Ангел теории

Пестрый сборник образцовых для истории филологических идей статьей С.Н. Зенкина – по сути, (мета)рассказ о двух авантюрах, которые происходили с теорией литературы в новое время. Во-первых, теории пришлось существовать, начиная с романтической эпохи, вне канонизированной иерархии литературных практик, выступать как вольная критика, как рискованный акт самосознания, а не как узаконенная процедура обращения с почитаемым текстом. Герменевтика средневекового типа, или канон классицистского типа отводил интерпретатору строго определенное место: он знал, для чего он берет в руки перо, и как он должен интерпретировать традицию, чтобы не испортить ее своими домыслами. Все понимали, где Гомер, а где его комментатор, как строится иерархия текстов и иерархия подходов к ним. Были заранее продуманы процедуры выяснения истины, которые соотносились с определенными практиками аскетического самоконтроля самого интерпретатора: он мог вступать в горячие споры, но при этом было понятно, когда этот спор достиг своей цели, и истина может быть признана любым здравомыслящим человеком.

В «эпоху современности» система легитимации филологических практик, исходящая из предполагаемых свойств и эффектов почитаемого текста, рухнула. Историк позитивистского типа обращался к фактической истине, существование которой не зависит от личности исследователя, тем самым сводя филологическую деятельность к формулированию «правил» обращения с текстом и навязыванию этих правил всему филологическому сообществу: например, нужно искать общие источники для разных текстов, но не нужно вычитывать из произведений жизнестроительный смысл. А теоретик не мог заниматься продвижением готовой продукции правил, но ему пришлось брать на себя риск утверждения истинности своего знания. Если раньше эту истинность гарантировали канонические тексты; то теперь, когда сам набор канонических текстов определяется ведущим филологом, филологом-теоретиком, он должен взять на себя сам ответственность за истинность своих высказываний. Филология во многом возникает из авантюры: филолог заявляет о том, что он обладает теми знаниями и тем «вчувствованием» в предмет, которым не обладают остальные, и на этом совершенно харизматическом заявлении легитимирует себя. Мы можем провести простую аналогию из мира духовной мысли: богослов – это тот, кто знает о Боге больше, чем другие. Иначе говоря, богослов – абсолютно святой праведник, и поневоле любому богослову приходится заявлять либо то, что он свят вообще, либо что он моментально становится свят в часы написания богословского труда, когда божественный глагол до слуха чуткого коснется. Именно на такое же вещание абсолютной истины претендовала и классическая философия XIX в. Но ведь и гуманитарий должен иметь основания утверждать, почему его понимание искусства или языка «лучше и тоньше», чем понимание многих миллионов остальных людей. Откуда же у него такая уникальная привилегия, позволяющая ему безбедно существовать в просторном кабинете среди книг, а не копать землю в поте лица? В книге Зенкина исследуются различные линии, как харизматический идеал теории трансформировался в ХХ веке, иногда до полной противоположности.

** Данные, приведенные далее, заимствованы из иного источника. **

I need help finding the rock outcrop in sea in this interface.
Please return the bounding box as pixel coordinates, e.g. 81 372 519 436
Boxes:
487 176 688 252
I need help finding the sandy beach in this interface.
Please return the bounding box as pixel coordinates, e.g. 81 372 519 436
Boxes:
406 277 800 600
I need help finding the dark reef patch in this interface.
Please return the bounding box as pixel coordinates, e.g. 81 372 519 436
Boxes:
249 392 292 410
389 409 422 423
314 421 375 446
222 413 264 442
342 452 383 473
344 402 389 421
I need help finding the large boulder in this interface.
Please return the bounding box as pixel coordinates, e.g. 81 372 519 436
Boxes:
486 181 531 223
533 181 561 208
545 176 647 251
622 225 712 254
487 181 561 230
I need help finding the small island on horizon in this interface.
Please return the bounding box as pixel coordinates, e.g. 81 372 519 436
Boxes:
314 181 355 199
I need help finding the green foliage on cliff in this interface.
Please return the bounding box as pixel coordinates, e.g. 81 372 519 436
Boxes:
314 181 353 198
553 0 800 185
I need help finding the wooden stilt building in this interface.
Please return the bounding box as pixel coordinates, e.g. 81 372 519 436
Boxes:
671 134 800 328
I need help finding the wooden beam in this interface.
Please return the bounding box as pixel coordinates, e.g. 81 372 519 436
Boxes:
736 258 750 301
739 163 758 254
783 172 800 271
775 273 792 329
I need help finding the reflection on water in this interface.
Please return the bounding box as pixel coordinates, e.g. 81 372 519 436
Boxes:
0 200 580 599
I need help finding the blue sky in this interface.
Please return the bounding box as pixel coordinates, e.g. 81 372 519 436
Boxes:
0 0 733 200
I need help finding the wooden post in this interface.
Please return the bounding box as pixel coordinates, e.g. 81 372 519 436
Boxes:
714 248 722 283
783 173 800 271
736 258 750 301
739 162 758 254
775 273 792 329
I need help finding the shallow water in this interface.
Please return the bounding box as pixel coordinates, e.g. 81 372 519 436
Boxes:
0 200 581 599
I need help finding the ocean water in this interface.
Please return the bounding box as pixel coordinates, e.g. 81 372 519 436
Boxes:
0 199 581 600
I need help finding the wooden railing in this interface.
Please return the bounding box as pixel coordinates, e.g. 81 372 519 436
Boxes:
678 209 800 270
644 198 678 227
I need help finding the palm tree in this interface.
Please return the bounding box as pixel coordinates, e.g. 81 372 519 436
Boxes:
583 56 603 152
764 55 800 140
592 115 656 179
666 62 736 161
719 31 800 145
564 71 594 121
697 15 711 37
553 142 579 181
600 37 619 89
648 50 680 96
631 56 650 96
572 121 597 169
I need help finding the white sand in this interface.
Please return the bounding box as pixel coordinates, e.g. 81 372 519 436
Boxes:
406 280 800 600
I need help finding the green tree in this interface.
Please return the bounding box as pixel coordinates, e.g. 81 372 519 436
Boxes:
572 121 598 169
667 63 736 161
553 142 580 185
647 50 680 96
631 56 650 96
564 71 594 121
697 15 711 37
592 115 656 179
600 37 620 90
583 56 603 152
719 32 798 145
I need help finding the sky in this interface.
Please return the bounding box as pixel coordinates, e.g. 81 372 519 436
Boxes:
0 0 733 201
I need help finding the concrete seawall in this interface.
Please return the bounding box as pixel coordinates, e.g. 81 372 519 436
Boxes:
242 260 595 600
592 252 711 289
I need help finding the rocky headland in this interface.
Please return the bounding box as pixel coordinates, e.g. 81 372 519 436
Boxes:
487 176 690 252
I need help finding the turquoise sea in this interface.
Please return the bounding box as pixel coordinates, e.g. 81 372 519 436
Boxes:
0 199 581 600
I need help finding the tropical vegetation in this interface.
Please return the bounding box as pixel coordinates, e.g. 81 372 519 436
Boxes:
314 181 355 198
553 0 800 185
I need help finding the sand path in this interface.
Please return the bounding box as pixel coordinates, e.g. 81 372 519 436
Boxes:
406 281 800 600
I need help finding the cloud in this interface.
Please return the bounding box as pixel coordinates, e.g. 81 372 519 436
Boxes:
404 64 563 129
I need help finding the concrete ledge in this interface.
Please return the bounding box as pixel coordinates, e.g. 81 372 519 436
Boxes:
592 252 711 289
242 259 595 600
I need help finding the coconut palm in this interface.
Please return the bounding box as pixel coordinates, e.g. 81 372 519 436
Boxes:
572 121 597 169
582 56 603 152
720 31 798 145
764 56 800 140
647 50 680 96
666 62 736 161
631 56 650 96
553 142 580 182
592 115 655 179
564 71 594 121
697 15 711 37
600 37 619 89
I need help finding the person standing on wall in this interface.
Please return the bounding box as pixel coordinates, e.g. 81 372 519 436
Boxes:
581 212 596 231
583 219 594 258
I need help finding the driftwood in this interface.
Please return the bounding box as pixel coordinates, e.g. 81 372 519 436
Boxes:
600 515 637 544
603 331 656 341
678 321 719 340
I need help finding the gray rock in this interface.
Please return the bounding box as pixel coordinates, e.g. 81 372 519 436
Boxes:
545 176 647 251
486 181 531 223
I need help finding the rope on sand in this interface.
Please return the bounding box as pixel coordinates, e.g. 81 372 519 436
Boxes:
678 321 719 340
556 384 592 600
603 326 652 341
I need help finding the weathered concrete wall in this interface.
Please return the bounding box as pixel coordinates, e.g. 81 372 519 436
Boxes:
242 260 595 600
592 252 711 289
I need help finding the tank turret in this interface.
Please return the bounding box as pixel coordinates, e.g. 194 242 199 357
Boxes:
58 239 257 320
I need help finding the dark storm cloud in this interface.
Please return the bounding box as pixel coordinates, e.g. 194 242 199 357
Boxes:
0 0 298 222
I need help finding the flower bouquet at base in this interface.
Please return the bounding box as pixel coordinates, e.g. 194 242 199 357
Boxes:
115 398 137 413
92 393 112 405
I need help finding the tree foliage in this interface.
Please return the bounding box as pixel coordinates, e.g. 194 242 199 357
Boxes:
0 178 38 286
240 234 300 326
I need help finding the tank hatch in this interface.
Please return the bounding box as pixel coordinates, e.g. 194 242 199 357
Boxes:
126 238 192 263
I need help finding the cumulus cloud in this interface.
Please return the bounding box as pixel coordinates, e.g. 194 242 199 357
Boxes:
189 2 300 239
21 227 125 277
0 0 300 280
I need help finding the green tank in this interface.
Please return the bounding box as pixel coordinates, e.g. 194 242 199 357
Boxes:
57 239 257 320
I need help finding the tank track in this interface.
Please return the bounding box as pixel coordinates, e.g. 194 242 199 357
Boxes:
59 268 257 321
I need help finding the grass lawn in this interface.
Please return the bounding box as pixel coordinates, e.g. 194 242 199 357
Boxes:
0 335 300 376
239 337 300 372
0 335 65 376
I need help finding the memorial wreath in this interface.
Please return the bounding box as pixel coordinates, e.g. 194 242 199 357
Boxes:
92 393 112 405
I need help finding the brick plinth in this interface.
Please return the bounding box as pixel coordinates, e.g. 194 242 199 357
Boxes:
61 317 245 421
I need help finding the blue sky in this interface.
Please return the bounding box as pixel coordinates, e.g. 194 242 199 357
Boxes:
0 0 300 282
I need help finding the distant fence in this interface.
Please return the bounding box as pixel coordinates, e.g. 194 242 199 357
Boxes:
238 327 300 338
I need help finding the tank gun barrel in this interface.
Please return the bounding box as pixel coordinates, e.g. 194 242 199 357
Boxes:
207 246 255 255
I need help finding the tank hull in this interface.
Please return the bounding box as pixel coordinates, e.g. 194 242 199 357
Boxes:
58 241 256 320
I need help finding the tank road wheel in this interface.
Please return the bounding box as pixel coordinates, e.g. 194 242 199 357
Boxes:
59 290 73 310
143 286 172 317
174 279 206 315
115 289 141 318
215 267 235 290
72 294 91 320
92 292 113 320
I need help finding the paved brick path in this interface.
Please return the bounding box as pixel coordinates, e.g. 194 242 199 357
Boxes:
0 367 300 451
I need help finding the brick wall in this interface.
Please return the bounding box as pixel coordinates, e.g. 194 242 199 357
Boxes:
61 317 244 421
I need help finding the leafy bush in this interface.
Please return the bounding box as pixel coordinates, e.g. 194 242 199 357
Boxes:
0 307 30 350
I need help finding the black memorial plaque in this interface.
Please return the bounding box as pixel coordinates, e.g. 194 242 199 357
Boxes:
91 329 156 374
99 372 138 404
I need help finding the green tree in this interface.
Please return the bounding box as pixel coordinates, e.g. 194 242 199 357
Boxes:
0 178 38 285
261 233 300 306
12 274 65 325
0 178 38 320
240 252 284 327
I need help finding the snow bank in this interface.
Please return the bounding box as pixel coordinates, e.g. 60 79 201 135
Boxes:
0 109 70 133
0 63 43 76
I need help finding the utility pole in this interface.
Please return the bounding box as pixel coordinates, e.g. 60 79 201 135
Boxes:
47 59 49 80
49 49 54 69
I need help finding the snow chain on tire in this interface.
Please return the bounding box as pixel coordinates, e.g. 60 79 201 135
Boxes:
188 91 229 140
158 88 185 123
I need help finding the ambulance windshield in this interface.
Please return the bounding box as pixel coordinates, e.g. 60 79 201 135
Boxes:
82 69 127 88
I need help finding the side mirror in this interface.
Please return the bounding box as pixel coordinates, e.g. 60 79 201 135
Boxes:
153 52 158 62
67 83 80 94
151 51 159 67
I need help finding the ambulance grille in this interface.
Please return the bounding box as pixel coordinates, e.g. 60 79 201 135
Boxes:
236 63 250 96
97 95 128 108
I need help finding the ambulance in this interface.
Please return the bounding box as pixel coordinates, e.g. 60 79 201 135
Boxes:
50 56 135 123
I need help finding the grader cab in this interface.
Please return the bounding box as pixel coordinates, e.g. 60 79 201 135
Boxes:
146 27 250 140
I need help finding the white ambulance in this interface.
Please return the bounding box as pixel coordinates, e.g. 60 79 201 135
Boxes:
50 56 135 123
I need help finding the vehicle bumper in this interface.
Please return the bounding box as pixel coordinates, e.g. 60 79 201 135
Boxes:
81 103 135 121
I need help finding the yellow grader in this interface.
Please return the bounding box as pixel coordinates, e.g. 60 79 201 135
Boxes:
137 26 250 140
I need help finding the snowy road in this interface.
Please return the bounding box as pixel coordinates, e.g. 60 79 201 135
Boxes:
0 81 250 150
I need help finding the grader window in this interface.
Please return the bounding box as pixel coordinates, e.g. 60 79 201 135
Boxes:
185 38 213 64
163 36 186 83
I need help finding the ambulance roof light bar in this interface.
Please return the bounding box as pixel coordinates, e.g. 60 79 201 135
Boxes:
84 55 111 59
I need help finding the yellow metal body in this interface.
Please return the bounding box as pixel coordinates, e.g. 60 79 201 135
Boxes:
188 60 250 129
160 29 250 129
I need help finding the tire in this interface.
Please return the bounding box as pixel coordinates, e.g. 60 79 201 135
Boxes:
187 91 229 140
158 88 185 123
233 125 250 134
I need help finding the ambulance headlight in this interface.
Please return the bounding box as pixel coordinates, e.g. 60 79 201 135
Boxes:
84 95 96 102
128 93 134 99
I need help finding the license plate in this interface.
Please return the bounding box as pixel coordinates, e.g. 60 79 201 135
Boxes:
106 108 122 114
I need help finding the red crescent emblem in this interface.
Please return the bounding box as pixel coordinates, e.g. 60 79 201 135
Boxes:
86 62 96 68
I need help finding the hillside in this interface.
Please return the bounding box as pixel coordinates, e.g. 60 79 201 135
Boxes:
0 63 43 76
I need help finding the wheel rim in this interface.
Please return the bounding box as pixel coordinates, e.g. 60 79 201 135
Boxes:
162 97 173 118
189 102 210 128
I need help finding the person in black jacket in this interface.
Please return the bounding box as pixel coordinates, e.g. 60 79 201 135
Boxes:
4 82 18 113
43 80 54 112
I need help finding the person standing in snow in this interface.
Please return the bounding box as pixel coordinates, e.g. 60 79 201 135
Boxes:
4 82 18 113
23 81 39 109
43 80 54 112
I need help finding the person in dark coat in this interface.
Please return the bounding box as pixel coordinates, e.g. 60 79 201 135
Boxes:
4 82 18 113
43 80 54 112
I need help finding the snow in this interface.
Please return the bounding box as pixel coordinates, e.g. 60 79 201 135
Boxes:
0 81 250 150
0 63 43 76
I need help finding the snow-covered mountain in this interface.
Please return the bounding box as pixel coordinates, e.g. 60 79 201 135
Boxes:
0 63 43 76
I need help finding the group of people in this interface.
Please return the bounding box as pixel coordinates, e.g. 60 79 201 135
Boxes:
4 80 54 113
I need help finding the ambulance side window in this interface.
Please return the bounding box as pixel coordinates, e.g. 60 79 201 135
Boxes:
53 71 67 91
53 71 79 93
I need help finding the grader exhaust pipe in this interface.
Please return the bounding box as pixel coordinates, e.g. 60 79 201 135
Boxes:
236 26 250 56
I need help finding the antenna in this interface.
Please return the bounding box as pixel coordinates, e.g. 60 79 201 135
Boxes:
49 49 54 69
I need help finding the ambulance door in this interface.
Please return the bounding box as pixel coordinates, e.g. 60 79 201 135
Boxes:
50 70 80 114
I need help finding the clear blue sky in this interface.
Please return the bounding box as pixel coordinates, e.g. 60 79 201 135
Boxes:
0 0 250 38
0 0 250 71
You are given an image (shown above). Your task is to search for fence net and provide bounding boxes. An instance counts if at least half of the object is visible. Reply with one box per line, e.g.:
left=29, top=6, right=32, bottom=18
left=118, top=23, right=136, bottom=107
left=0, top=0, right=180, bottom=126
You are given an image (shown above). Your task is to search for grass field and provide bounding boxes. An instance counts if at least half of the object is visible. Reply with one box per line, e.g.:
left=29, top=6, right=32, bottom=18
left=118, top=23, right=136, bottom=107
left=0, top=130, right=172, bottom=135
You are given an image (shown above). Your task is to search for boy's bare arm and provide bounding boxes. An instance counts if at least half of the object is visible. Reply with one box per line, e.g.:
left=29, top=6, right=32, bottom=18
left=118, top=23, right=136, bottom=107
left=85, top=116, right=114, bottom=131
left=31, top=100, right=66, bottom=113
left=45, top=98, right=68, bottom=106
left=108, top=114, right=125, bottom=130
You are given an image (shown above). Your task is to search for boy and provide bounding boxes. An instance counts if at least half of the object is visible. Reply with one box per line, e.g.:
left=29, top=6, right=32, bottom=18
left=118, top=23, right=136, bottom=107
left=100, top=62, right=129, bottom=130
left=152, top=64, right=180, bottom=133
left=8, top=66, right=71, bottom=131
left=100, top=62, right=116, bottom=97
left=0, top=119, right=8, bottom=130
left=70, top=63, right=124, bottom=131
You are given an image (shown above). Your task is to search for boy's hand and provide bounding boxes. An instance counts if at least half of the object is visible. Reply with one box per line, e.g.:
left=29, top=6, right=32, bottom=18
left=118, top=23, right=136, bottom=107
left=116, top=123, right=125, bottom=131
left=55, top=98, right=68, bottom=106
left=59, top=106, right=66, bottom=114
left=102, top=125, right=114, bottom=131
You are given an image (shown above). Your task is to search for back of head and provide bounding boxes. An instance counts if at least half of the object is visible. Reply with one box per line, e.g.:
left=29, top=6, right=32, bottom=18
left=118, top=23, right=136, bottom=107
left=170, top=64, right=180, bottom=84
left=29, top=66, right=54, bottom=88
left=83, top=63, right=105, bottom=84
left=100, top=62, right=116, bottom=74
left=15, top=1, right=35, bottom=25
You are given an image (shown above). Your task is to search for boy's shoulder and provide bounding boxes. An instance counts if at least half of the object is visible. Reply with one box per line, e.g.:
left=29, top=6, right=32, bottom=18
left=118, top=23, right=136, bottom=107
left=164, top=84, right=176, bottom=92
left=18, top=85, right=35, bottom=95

Во-вторых, теория в ΧΙΧ в. столкнулась с героической парадигмой романтической и постромантической литературы: если раньше главным организатором повествования был автор, отвечавший за ценностную шкалу в своем произведении, то теперь герой получил широкую автономию – поведение героя было непредсказуемым для самого автора. Классикализация романтической литературы (особенно сильная в России, по наблюдению Зенкина, из-за того, что становление «большой литературы» пришлось как раз на романтический и постромантический периоды) привела к тому, что позиция героя и позиция теоретика стали конкурирующими и иногда подменяющими друг друга. Теоретик, говоря об эстетических эффектах произведения, чаще всего говорил не о месте произведения в традиции, а о том, какие изменения в герое, в его психологии и взгляде на мир, произведены тем художественным окружением, которое описал автор. Так и в нашем отечественном контексте привычно говорить, что литература – это познание через образы, то есть через приписанные герою размышления над фикциями воображения. Герой-экстатик воспринимается как мыслящий за автора. По сути дела, историю науки о литературе ХХ века можно исследовать как преодоление этой «героической парадигмы». Различение сюжета и фабулы, нарратива и вымысла, структуры и функций, и многие другие выдающиеся гуманитарные открытия ХХ века оказываются частью одной большой истории возвращения литературы из области произвольного искусства воспитания в область искусного распределения смыслов. Эти смыслы оказываются распределены столь удачно, что теоретик всякий раз находит себе самые интересные задания. – А. Марков.

Зенкин, Сергей. Работы о теории: Статьи. – М.: Новое литературное обозрение, 2012. – 560 с. – 1500 экз. – (Серия: «Библиотека журнала “Новое литературное обозрение”»).